Not really. It's too easy to do right.

> And of course your solution is valid but not universal.

It is both valid and universal -- it doesn't require the static variable your
method requires, which is a bad idea, and it doesn't require mutable
variables, which are disallowed in functional languages.

> Everytime you have to think of its minimal condition where it may not work.

It always works. Always. It never fails. Never.

> This solution gaureente that you simply put this condition and apply your
> logic, here you never meet infinite loop condition.

1\. A recursion is not a "loop", infinite or otherwise.

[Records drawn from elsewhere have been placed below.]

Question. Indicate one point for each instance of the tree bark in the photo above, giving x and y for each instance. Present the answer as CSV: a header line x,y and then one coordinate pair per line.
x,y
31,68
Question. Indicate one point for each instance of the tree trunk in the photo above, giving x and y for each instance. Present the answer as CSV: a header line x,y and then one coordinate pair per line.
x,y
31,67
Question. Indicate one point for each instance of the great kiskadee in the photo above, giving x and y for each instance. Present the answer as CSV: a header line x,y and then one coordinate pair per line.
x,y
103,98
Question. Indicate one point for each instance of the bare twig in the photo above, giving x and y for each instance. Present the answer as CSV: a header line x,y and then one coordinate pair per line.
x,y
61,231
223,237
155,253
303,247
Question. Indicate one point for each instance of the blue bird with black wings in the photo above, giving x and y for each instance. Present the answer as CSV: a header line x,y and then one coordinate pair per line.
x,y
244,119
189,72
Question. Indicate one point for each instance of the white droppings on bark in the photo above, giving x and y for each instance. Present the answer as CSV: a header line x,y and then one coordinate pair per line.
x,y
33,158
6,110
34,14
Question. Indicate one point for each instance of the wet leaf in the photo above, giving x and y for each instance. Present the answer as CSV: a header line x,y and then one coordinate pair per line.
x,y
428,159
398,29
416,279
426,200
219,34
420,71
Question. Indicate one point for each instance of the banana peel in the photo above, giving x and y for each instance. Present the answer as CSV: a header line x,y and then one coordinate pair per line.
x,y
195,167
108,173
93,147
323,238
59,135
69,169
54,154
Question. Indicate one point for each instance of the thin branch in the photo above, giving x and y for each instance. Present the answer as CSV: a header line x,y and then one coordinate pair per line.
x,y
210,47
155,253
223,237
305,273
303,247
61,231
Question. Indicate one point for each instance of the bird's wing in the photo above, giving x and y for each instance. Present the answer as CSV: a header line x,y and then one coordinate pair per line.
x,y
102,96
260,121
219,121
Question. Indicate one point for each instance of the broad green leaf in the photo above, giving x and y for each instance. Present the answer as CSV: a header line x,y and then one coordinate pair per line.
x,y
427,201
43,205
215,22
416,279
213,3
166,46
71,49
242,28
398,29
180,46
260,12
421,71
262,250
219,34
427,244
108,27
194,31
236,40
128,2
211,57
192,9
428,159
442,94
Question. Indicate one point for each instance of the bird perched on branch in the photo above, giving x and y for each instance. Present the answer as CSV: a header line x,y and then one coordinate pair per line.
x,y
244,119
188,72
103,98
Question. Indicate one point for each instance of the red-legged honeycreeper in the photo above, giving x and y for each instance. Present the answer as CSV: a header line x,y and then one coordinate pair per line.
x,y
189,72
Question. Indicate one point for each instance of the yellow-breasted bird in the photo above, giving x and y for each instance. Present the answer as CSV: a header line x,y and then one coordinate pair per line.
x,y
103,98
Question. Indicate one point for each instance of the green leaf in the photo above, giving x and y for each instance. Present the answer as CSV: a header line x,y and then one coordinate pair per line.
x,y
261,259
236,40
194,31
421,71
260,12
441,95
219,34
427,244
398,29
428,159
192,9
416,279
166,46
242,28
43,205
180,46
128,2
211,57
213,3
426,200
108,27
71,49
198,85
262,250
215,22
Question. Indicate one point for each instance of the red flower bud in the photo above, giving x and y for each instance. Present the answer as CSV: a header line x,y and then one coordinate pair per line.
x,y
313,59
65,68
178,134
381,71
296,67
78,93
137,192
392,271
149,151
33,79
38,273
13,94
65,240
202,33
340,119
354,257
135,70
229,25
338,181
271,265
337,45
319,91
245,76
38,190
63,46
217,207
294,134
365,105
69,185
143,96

2\. Frankly, your solution is designed badly -- it requires a static variable,
which prevents it from working in a case where this syntax is disallowed. It
also requires the use of mutable variables, which are disallowed in functional
languages.

Python:

    
    
        def recursive_function(n = 0):
          print '%sEntering recursion %d' % (' ' * n,n)
          if(n < 10):
            recursive_function(n+1)
          print '%sLeaving recursion %d' % (' ' * n,n)
    
        recursive_function()
    

Output:

    
    
        Entering recursion 0
         Entering recursion 1
          Entering recursion 2
           Entering recursion 3
            Entering recursion 4
             Entering recursion 5
              Entering recursion 6
               Entering recursion 7
                Entering recursion 8
                 Entering recursion 9
                  Entering recursion 10
                  Leaving recursion 10
                 Leaving recursion 9
                Leaving recursion 8
               Leaving recursion 7
              Leaving recursion 6
             Leaving recursion 5
            Leaving recursion 4
           Leaving recursion 3
          Leaving recursion 2
         Leaving recursion 1
        Leaving recursion 0